# Advertising on iffy newssites

The [Iffy Index of Unreliable Sources](https://iffy.news/index/#methodology) by Media Bias/Fact Check (MBFC) maintains a list of news sites that regularly fail fact-checks and is a widely used research tool in the field of mis/disinformation. The data contains domain names and a compilation of credibility ratings from different sources. For details, check the methodology on the iffy.news site.

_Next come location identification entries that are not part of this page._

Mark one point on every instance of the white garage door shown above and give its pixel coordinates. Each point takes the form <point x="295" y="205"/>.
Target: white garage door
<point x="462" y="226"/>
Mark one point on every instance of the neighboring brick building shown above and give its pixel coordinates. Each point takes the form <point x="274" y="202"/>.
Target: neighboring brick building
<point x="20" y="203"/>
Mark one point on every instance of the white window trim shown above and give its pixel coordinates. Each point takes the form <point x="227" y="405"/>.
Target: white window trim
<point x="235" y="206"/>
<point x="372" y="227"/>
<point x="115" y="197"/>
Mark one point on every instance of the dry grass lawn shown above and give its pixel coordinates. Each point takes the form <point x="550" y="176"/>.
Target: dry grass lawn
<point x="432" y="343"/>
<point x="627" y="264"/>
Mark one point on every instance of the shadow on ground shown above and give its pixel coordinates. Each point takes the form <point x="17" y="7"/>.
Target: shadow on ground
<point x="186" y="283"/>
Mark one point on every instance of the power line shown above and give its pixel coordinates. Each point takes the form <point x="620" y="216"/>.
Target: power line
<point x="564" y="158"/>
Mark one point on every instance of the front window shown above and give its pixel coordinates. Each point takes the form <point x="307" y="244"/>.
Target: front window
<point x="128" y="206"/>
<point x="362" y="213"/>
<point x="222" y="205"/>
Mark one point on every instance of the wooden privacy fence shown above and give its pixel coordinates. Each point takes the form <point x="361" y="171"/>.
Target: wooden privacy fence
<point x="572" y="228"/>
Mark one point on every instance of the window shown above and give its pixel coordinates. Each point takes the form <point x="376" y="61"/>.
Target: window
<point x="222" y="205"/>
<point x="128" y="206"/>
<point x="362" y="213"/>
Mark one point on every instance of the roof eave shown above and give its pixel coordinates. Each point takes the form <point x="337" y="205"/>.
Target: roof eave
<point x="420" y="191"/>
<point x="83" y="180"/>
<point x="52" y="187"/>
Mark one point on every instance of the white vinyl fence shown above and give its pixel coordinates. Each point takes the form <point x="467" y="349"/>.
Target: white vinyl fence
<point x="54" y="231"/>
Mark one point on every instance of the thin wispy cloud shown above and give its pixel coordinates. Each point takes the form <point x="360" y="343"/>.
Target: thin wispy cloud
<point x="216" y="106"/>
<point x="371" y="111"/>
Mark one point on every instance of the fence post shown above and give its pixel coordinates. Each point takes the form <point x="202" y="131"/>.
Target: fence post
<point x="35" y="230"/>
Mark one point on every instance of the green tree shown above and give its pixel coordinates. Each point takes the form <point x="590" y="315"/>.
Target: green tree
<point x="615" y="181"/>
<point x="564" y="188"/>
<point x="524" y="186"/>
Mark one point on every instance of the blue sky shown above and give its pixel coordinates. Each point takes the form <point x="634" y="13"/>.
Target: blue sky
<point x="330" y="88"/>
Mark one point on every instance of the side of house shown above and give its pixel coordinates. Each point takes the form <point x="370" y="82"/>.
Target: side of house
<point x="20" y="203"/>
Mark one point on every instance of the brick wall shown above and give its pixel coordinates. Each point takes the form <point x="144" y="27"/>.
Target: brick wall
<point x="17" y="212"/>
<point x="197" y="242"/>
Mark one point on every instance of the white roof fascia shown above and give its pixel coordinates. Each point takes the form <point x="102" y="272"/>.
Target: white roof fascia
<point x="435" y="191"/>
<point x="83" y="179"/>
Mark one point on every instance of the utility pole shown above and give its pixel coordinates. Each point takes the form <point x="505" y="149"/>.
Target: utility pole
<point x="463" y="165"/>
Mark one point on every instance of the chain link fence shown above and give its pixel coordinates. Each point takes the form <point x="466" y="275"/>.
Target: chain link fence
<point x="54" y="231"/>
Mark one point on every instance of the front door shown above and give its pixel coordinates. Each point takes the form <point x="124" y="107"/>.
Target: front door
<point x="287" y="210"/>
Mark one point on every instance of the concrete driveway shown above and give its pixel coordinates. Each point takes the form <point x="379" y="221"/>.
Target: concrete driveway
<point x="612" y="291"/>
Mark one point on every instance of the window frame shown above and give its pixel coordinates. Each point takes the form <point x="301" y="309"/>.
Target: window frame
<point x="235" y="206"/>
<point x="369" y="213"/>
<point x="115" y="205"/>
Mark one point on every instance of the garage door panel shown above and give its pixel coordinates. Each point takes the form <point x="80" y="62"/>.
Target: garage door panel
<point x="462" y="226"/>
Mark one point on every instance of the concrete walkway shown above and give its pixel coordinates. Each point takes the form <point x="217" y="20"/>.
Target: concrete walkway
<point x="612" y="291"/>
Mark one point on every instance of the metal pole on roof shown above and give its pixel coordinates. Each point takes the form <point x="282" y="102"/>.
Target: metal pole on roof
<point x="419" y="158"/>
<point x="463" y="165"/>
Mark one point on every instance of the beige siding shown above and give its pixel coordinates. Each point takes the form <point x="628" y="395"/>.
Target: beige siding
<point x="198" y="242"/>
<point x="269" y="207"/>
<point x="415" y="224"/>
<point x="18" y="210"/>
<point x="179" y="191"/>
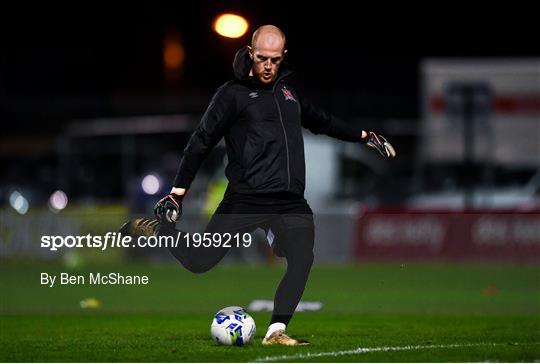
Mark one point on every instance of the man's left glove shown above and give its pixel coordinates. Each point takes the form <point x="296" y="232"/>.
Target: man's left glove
<point x="379" y="143"/>
<point x="169" y="208"/>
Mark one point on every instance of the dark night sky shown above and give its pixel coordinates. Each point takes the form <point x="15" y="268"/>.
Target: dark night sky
<point x="353" y="62"/>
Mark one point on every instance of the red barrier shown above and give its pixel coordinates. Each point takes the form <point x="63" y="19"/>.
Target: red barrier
<point x="398" y="234"/>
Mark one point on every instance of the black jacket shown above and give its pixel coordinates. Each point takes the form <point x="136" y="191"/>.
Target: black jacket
<point x="262" y="127"/>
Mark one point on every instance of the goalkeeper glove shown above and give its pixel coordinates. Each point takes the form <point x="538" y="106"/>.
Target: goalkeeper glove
<point x="169" y="208"/>
<point x="379" y="143"/>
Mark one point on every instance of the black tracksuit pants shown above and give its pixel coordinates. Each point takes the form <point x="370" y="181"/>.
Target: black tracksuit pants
<point x="285" y="217"/>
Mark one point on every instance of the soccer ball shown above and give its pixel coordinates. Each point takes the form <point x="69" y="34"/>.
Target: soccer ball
<point x="232" y="326"/>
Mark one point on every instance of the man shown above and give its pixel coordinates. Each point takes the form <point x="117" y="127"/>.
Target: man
<point x="261" y="118"/>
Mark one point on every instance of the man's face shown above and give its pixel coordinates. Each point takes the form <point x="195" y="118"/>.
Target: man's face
<point x="266" y="61"/>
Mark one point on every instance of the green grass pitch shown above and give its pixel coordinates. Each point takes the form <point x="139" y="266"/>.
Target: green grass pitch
<point x="372" y="312"/>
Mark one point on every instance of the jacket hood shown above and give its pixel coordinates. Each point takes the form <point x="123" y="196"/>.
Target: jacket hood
<point x="242" y="65"/>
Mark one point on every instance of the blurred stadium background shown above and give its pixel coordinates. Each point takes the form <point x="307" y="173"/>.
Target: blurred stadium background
<point x="94" y="121"/>
<point x="441" y="244"/>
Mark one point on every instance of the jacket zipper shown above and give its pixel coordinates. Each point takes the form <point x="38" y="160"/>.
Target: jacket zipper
<point x="285" y="135"/>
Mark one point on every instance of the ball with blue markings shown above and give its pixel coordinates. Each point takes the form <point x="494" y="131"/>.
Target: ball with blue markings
<point x="232" y="326"/>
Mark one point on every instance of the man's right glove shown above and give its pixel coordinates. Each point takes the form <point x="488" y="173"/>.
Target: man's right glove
<point x="169" y="208"/>
<point x="379" y="143"/>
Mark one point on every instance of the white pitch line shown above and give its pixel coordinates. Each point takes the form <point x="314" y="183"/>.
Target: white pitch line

It is common for websites to have an ads.txt (Authorized Digital Sellers) URL when they generate revenue with their content. It specifies a text file that companies can host on their web servers. This file contains information about which advertisers are allowed to operate on the site. By parsing this information for news sites in the dataset we might be able to find interesting relationships between sites' credibility and their advertisements.

In [10]:
import pandas as pd

newssites = pd.read_excel("iffy_index.xlsx")
newssites.head()

Unnamed: 0,Domain name,MBFC Factual,MBFC Cat,MBFC Cred,Global Site Rank,Wikipedia article,Misinfo.me,Fact-checks
0,100percentfedup.com,L,FN,L,72.284,,-0.91,100 Percent Fed Up
1,10news.one,L,FN,L,30000000.0,,0.0,10News.one
2,12minutos.com,L,FN,L,276.039,,-1.0,12minutos.com
3,163.com,M,FN,L,309.0,W,0.23,NetEase
4,1tv.ru,M,FN,L,2.598,W,0.28,Channel One Russia


## Data preparation

Misinfo.me rates the sites' credibility from low (-1.0) to high (1.0). To only include the most interesting domain names, we will filter out those that have a positive credibility rating. Next, we will create a new column and add the prefix 'https://' to every domain name to be able to use them with the `requests` library. This library is needed to send HTTP requests to the ads.txt URLs. 

In [11]:
newssites = newssites[newssites["Misinfo.me"] >= 0]
newssites["Domain name"] = "https://" + newssites["Domain name"]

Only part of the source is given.